La nouvelle génération de décideurs, arrivée au pouvoir grâce à l'élection de Valéry Giscard d'Estaing, abordait les problèmes de manière totalement différente. Son expérience n'était pas celle de l'Occupation. Elle retenait essentiellement des années 1960 et du début des années 1970 la vision d'une industrie française peu dynamique, surprotégée par une administration excessivement tolérante vis-à-vis des retards et des surcoûts trop souvent observés. A la philosophie économique de Georges Pompidou, encore très interventionniste dans son désir de créer une industrie française capable de lutter à l'échelle internationale, succédait une philosophie plus libérale, du moins dans ses discours. Enjeu industriel essentiel, les télécommunications furent pronfondément touchées par ce changement de cap lié certes à des considérations économiques mais dont les motivations politiques de la nouvelle équipe au pouvoir n'étaient pas absentes. La structure de l'administration fut considérablement modifiée, le rôle et la place du CNET transformés. Le Centre ne dépendait plus directement de la DGT mais d'une nouvelle structure, la Direction des affaires industrielles et internationales (DAII). Celle- ci prenait en main la définition des objectifs industriels, le CNET étant limité à la recherche fondamentale et appliquée. Les ingénieurs du CNET devaient chercher et non décider... La nomination à la tête de la DAII de Jean-Pierre Souviron, ingénieur en chef des Mines, semblait bien montrer que l'heure de la « mise au pas » avait sonné pour le CNET.

De plus, l'un des principes qui avait structuré le CNET à sa création, la liaison entre recherche et contrôle du matériel, fut abandonné. « En politisant le problème des choix industriels et en modifiant le régime de contrôle des prix, l'administration a donc enlevé au CNET une fonction qu'il remplissait bien par le passé (15)». En l'espace de quelques semaines, « l'ensemble de l'organisation qui permettait au CNET de maîtriser le processus d'innovation se trouve remis en cause. Et cela est grave lorsque l'on sait le temps qu'il a fallu pour former des équipes de recherche de haut niveau, c'est-à-dire capables de dominer le processus d'innovation » (16).

Toute la logique qui soutenait le développement du téléphone en France était donc bouleversée. Les orientations destinées à développer une industrie nationale par la dynamique de la recherche étaient abandonnées.

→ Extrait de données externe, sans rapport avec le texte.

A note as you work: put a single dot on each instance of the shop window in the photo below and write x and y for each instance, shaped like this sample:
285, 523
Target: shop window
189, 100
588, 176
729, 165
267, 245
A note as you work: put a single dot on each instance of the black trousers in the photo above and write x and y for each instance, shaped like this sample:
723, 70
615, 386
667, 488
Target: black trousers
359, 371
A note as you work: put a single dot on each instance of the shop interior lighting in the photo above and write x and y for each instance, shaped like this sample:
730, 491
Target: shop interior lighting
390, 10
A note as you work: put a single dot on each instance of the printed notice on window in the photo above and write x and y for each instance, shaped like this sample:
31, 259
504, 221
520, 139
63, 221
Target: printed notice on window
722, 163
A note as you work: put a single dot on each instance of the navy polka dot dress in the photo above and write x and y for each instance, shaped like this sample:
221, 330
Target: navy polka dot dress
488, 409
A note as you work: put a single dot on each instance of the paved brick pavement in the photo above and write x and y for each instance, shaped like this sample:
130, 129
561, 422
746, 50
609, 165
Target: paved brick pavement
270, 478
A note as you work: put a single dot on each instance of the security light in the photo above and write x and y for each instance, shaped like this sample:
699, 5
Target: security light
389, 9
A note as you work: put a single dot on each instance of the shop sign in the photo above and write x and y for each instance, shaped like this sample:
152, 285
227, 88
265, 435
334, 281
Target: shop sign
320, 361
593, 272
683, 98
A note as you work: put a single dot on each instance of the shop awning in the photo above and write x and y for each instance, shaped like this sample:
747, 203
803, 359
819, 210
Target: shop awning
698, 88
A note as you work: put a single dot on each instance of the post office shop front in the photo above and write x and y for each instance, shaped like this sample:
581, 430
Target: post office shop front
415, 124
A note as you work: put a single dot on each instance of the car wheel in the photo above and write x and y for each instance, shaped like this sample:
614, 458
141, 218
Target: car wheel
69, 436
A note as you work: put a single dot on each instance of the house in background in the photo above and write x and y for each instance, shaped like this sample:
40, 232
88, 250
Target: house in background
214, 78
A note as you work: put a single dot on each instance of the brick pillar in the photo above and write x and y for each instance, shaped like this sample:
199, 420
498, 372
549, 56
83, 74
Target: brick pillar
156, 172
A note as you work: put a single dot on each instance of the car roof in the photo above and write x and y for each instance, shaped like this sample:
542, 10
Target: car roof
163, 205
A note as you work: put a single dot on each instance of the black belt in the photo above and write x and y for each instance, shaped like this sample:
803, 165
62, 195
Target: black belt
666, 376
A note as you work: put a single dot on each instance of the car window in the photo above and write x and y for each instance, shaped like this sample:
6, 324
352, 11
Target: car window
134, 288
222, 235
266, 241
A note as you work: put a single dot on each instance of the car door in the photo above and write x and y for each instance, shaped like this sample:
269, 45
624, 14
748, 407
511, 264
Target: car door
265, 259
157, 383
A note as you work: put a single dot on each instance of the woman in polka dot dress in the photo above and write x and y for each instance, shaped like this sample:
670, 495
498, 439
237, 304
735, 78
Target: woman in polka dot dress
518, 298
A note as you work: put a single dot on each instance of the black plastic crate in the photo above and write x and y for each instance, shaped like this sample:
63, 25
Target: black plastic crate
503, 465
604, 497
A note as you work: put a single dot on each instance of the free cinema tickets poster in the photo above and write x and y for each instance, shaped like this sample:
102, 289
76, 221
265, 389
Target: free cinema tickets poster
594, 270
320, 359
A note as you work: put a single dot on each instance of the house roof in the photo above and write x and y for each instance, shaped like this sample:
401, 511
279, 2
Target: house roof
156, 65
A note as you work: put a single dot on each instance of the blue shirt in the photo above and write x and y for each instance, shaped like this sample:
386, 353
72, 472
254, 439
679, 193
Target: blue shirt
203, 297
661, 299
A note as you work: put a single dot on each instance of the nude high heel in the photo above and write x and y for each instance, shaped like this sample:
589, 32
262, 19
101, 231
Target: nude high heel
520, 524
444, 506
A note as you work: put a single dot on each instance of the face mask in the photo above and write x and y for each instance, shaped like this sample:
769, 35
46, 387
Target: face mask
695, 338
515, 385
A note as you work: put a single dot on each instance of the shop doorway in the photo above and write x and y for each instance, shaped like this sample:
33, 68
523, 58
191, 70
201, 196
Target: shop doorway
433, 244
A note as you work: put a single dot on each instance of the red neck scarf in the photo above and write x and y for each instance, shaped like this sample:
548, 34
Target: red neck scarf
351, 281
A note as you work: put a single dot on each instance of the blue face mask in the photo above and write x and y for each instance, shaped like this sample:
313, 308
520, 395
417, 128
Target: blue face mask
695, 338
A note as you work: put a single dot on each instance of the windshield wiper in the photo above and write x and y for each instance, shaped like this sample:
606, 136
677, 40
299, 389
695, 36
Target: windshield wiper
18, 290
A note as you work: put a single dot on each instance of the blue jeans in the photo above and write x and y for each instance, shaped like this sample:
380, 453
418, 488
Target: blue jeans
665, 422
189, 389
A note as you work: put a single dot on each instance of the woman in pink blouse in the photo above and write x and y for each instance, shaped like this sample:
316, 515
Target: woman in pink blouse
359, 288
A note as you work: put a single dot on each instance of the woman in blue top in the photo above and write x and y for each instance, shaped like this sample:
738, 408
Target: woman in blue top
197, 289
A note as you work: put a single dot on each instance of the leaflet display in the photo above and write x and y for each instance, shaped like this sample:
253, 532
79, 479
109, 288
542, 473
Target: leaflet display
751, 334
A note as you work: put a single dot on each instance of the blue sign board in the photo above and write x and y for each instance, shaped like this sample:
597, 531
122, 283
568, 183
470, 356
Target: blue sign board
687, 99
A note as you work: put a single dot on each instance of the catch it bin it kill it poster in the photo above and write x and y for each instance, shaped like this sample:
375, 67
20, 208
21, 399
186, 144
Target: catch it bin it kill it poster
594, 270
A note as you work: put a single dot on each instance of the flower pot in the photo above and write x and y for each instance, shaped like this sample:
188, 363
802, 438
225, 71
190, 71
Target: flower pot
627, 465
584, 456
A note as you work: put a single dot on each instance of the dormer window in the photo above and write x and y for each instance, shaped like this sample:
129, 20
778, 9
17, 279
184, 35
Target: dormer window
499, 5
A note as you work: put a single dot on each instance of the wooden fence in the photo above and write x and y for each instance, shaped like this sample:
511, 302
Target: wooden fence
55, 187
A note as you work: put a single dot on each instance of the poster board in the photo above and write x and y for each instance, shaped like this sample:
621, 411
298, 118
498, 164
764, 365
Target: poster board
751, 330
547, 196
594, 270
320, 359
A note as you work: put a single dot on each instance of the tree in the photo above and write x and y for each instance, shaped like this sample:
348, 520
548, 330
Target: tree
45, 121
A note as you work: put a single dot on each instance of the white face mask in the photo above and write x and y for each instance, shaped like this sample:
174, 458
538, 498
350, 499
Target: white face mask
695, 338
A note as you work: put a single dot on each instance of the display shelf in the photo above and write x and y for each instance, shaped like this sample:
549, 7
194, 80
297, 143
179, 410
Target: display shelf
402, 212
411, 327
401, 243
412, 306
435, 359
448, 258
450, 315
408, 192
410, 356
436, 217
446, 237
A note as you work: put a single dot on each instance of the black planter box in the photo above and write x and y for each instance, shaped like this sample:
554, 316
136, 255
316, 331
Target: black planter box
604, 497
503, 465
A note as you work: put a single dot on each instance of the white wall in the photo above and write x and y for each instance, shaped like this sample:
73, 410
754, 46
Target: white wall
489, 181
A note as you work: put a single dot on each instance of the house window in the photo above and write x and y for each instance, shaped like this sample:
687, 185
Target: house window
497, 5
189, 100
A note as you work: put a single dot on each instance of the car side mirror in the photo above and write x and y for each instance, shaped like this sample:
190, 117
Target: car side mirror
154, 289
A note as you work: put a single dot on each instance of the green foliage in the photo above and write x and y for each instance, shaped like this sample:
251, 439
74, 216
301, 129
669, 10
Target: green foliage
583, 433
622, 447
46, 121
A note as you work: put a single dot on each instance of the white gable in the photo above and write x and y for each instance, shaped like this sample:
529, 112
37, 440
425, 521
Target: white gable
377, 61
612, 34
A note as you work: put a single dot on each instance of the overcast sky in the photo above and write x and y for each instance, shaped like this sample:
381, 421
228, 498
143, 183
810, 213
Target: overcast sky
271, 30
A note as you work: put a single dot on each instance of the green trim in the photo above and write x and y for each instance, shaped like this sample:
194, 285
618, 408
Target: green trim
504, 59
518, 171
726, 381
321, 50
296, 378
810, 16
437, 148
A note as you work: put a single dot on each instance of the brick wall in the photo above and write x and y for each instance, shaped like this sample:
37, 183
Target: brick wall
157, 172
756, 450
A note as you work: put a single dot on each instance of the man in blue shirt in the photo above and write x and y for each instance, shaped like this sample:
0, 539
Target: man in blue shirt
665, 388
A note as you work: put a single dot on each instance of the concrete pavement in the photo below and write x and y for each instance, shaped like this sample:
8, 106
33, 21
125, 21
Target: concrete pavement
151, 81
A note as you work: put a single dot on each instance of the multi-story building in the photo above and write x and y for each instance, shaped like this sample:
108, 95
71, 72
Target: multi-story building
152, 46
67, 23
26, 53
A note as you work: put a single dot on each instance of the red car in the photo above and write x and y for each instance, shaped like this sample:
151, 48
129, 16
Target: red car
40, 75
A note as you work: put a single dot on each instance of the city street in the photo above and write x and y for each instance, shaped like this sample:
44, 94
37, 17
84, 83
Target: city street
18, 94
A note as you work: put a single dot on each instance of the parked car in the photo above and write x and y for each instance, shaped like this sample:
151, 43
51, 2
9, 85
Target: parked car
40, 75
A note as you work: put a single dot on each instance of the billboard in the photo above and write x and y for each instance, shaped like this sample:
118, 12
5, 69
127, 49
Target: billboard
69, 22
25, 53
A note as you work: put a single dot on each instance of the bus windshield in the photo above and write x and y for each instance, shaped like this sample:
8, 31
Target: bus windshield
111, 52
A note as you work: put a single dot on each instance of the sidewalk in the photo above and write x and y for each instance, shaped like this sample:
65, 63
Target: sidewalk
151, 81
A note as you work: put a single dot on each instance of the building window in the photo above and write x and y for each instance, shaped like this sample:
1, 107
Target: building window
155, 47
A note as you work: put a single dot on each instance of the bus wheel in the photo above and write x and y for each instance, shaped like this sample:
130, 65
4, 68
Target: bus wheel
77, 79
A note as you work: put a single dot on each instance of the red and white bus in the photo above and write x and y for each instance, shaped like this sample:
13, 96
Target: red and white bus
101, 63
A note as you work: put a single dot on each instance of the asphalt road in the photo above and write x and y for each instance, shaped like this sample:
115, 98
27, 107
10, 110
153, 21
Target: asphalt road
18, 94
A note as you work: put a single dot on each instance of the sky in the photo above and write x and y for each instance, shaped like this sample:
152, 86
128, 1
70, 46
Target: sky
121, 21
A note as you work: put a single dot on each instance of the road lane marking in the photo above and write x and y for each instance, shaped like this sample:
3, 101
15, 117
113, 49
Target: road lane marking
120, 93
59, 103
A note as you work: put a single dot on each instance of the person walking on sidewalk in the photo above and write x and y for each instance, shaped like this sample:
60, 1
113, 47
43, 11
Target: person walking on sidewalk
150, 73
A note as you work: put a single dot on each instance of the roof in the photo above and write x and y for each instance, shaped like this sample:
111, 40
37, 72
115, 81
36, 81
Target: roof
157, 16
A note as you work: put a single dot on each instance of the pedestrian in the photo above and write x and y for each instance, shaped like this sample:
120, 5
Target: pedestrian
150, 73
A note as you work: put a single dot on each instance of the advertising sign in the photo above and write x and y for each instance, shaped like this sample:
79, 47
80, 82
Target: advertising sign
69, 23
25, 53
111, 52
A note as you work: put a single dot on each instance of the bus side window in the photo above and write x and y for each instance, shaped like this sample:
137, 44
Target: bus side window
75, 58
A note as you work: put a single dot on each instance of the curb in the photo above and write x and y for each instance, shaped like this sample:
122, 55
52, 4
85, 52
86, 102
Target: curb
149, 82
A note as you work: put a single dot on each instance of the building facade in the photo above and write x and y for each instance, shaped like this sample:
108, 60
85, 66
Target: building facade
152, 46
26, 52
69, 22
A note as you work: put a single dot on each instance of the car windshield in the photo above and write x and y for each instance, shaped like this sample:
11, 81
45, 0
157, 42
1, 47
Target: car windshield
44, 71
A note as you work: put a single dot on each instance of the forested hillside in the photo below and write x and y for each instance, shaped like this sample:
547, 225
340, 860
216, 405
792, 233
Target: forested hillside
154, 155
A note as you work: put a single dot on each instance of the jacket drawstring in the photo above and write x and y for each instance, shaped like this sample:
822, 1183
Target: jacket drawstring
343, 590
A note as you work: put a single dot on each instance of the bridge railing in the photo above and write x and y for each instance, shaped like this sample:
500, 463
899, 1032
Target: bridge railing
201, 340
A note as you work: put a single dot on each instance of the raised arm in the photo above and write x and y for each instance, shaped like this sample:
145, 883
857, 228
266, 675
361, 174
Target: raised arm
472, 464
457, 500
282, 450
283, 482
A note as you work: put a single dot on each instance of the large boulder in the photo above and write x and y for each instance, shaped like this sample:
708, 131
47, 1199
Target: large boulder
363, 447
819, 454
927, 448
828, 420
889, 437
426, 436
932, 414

15. Alain Le Diberder, La production des réseaux de télécommunications, Paris, Economica, 1983.
16. M. Nouvion, U automatisation des télécommunications , Lyon, Presses universitaires de Lyon, 1982, p. 303. Cette rupture entre contrôle technique et recherche n'a rien d'anecdotique, elle ne correspond pas à une lutte entre services pour quelques prérogatives. Elle peut entraîner une efficacité diminuée pour les chercheurs, qui perdent le contact avec les équipes de l'industrie. Quant aux contrôleurs, il leur est plus difficile de se maintenir par la recherche au niveau des équipes qu'ils sont amenés à superviser. M. Nouvion peut à ce propos émettre l'hypothèse selon laquelle « ces décisions prises trahissent une méconnaissance assez profonde des processus par lesquels sont introduits l'innovation... ».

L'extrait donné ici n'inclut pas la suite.